A stream barred her way. She splashed down into it, through water choked with wet brown leaves. Some clung to her horse’s legs as they climbed the other side. The undergrowth was thicker here, the ground so full of roots and rocks that she had to slow, but she kept as good a pace as she dared. Another hill before her, this one steeper. Up she went, and down again. How big are these woods? she wondered. She had the faster horse, she knew that, she had stolen one of Roose Bolton’s best from the stables at Harrenhal, but his speed was wasted here. I need to find the fields again. I need to find a road. Instead she found a game trail. It was narrow and uneven, but it was something. She raced along it, branches whipping at her face. One snagged her hood and yanked it back, and for half a heartbeat she feared they had caught her. A vixen burst from the brush as she passed, startled by the fury of her flight. The game trail brought her to another stream. Or was it the same one? Had she gotten turned around? There was no time to puzzle it out, she could hear their horses crashing through the trees behind her. Thorns scratched at her face like the cats she used to chase in King’s Landing. Sparrows exploded from the branches of an alder. But the trees were thinning now, and suddenly she was out of them. Broad level fields stretched before her, all weeds and wild wheat, sodden and trampled. Arya kicked her horse back to a gallop. Run, she thought, run for Riverrun, run for home. Had she lost them? She took one quick look, and there was Harwin six yards back and gaining. No, she thought, no, he can’t, not him, it isn’t fair.

Both horses were lathered and flagging by the time he came up beside her, reached over, and grabbed her bridle. Arya was breathing hard herself then. She knew the fight was done. “You ride like a northman, milady,” Harwin said when he’d drawn them to a halt. “Your aunt was the same. Lady Lyanna. But my father was master of horse, remember.”

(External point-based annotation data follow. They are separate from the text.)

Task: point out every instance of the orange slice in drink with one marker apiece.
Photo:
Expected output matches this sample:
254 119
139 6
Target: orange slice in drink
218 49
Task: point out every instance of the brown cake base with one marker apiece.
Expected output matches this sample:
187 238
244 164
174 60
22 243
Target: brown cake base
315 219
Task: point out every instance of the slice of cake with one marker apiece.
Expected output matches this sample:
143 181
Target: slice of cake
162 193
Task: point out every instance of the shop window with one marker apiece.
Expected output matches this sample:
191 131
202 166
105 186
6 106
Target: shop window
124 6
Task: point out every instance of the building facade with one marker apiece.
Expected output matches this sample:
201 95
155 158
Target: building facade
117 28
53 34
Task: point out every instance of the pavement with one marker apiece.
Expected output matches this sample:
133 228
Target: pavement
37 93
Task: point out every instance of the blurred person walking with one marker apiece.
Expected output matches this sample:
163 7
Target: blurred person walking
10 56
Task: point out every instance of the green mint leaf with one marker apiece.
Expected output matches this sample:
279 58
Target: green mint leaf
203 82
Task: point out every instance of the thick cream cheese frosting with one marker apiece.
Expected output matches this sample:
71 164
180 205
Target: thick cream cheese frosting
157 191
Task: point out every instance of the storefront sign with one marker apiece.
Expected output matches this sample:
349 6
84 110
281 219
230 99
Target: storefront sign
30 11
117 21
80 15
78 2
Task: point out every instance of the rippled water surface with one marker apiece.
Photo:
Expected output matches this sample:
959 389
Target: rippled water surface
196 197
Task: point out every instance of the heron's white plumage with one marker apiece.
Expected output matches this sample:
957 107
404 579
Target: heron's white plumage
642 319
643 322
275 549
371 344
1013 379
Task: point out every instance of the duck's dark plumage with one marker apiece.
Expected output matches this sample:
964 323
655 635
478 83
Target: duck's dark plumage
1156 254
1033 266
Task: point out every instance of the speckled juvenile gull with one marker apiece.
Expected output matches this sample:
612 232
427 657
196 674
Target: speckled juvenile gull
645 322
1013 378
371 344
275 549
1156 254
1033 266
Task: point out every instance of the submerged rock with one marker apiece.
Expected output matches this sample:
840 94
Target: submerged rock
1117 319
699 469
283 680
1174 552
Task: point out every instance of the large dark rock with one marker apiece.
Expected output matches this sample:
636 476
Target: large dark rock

The look she gave him was full of hurt. “I thought you were my father’s man.”

“Lord Eddard’s dead, milady. I belong to the lightning lord now, and to my brothers.”

“What brothers?” Old Hullen had fathered no other sons that Arya could remember.

“Anguy, Lem, Tom o’ Sevens, Jack and Greenbeard, all of them. We mean your brother Robb no ill, milady… but it’s not him we fight for. He has an army all his own, and many a great lord to bend the knee. The smallfolk have only us.” He gave her a searching look. “Can you understand what I am telling you?”

“Yes.” That he was not Robb’s man, she understood well enough. And that she was his captive. I could have stayed with Hot Pie. We could have taken the little boat and sailed it up to Riverrun. She had been better off as Squab. No one would take Squab captive, or Nan, or Weasel, or Arry the orphan boy. I was a wolf, she thought, but now I’m just some stupid little lady again.

“Will you ride back peaceful now,” Harwin asked her, “or must I tie you up and throw you across your horse?”

“I’ll ride peaceful,” she said sullenly. For now.